A diferença entre os clássicos e a produção popular da expressão musical não é somente técnica, mas de acesso: ao público e ao equipamento desde àquele momento. Até o final do século XIX, com a queda das músicas de concerto, o acesso era limitado apenas àqueles que pertenciam à classe artística, que era paga para existir — por meio, seja do mecenato às instituições de arte — e muito associada aos aristocratas e instituições religiosas.
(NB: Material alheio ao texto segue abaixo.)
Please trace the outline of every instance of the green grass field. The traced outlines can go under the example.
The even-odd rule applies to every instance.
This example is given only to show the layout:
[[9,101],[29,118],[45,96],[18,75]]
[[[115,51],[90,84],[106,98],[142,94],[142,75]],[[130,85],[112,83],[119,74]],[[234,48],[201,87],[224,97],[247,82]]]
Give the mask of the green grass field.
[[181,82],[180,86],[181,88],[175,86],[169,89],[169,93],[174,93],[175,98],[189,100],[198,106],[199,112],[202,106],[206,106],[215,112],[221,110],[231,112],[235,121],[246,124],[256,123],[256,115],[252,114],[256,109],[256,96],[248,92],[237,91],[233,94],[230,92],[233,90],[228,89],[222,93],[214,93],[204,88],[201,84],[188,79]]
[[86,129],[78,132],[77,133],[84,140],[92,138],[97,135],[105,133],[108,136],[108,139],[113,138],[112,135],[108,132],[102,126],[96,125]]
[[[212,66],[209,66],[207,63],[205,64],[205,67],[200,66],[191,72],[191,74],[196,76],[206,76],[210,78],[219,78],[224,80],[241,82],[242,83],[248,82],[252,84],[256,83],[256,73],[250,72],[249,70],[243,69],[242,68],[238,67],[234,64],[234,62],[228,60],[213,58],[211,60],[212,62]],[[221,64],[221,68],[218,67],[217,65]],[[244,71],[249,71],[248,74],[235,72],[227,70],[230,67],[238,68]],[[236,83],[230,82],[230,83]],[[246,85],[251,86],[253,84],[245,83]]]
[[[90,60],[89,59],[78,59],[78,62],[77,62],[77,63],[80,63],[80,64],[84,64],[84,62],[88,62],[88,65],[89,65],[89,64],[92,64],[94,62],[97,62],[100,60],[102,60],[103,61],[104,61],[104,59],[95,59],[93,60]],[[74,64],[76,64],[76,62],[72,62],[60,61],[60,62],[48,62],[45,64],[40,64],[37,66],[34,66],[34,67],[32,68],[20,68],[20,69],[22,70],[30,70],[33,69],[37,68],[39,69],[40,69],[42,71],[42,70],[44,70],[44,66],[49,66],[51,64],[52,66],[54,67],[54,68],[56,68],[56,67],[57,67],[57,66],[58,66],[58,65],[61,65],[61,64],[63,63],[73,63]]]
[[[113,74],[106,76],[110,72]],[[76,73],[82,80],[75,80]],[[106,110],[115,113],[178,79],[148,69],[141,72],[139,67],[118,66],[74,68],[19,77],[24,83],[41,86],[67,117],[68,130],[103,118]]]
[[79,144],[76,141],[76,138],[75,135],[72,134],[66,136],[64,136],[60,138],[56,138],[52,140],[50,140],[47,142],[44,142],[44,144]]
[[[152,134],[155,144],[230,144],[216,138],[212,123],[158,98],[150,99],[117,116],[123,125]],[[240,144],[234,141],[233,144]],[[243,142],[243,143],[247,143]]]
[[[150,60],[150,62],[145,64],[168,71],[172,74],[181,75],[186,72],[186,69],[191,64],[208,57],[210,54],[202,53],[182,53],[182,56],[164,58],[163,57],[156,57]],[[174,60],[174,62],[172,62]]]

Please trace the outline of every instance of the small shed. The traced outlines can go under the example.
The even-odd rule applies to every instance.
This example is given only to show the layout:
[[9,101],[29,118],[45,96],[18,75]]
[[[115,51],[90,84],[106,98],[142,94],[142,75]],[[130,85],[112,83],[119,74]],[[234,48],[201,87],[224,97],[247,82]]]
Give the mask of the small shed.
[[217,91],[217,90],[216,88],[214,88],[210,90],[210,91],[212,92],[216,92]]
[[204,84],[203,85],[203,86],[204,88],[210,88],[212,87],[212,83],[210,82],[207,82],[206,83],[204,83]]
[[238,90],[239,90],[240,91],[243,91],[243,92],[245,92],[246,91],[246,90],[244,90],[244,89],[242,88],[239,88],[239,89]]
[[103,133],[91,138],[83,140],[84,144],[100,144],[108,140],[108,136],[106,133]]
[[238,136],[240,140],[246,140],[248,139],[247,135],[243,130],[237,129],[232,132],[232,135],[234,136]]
No que consta cultura musical popular, não havia distinção entre eles e outras formas de classe “trabalhadora”, visto que na verdade a criação artística era paralela ao seu “verdadeiro ofício”. 


A falta de acesso aos equipamentos cria, para quem ainda assim insiste em criar música por fora dos meios “formais” de financiamento, a necessidade de produzir sua própria técnica e equipamentos. É possível dizer, portanto, que a cultura DIY (Do It Yourself, ou “Faça você mesme”) é um exemplo desse movimento, embora seja mais antiga até mesmo que a gravação de discos e o estabelecimento de uma indústria musical consistente. 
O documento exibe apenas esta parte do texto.